Thank you, Mr. Taylor, and thank you to the stockholder for that question, which I'm sure is of interest to many stockholders on the line. I will just say as an introductory remark that we do consider competitive factors as well as performance incentives in setting our compensation for all our executives. As the question is specifically related to the Compensation Committee's work, I'll ask Jesus Mantas, the Chair of our Compensation and Management Development Committee, to comment further. Jesus?
Thank you very much for this question. In the way in which the table is laid out, the Compensation Committee does look at the realizable pay and the compensation actually paid in the context of making sure that the compensation program is working as designed to reflect the interest of stockholders and that the compensation of management is aligned with that experience of the stockholder. It is not used directly to determine the following year total compensation based on compensation actually paid.
Thank you, Jesus. Mr. Taylor, are there any other questions?
No, there are no further questions from stockholders on the proposals brought before this meeting.

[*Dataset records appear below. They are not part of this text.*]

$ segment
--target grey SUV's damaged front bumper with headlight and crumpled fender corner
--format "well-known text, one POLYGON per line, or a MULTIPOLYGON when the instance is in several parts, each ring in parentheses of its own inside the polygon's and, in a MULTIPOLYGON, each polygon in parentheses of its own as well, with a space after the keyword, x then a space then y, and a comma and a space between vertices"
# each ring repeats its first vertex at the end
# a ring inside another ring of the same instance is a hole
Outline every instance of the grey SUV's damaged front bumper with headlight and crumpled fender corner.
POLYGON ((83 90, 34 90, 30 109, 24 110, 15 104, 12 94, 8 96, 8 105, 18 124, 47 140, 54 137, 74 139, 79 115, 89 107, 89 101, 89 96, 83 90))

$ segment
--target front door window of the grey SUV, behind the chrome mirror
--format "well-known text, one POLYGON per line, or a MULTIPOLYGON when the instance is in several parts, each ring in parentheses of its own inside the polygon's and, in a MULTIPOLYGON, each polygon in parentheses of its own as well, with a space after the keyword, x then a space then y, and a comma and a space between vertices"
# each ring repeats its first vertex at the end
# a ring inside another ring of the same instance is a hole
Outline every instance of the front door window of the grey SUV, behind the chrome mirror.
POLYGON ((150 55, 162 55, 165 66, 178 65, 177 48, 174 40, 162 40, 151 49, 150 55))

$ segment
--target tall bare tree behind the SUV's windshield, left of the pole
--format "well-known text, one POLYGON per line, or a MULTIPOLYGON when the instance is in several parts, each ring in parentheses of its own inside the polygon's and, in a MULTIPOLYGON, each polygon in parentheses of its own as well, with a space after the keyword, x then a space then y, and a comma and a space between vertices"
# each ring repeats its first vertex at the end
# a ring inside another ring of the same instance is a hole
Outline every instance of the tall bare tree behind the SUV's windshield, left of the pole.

Thank you, Mr. Taylor. We will then pause for a brief moment for those of you voting online to finish your voting. Now that everyone has had the opportunity to ask questions and vote on the meeting proposals, I hereby declare the polls for the meeting closed at 9:07 A.M. I would like to remind everyone that most of the votes on the matters to be acted upon at this meeting have been cast by proxy, and the final results will be tabulated by the Inspector of Elections. A preliminary tabulation of the votes indicates that on Proposal One, our 11 director nominees have been elected to our Board of Directors to serve a one-year term. On Proposal Two, PricewaterhouseCoopers has been ratified as our independent registered public accounting firm.
On Proposal Three, a majority of our stockholders have voted in favor of the advisory vote on our executive compensation. We will file the tabulation of the final voting results with the Securities and Exchange Commission on Form 8-K within four business days. This concludes the business of today's meeting, and the meeting is now adjourned. Speaking on behalf of the Board, I will say I'm so pleased with the continued stockholder support by your votes for all directors. Our goal is to continue to pursue our path toward long-term sustainable growth, and we believe Chris and the executive team are well positioned to drive that progress as we look to strengthen and diversify our portfolio. As we discuss in our annual report to stockholders, this is an exciting time for our company, and we're looking forward to what the next year will bring under management's leadership.
I look forward to working with Chris and this Board as we seek to execute our growth strategy and improve the lives of patients. Thank you.
This now concludes the meeting. Thank you for joining, and have a pleasant day.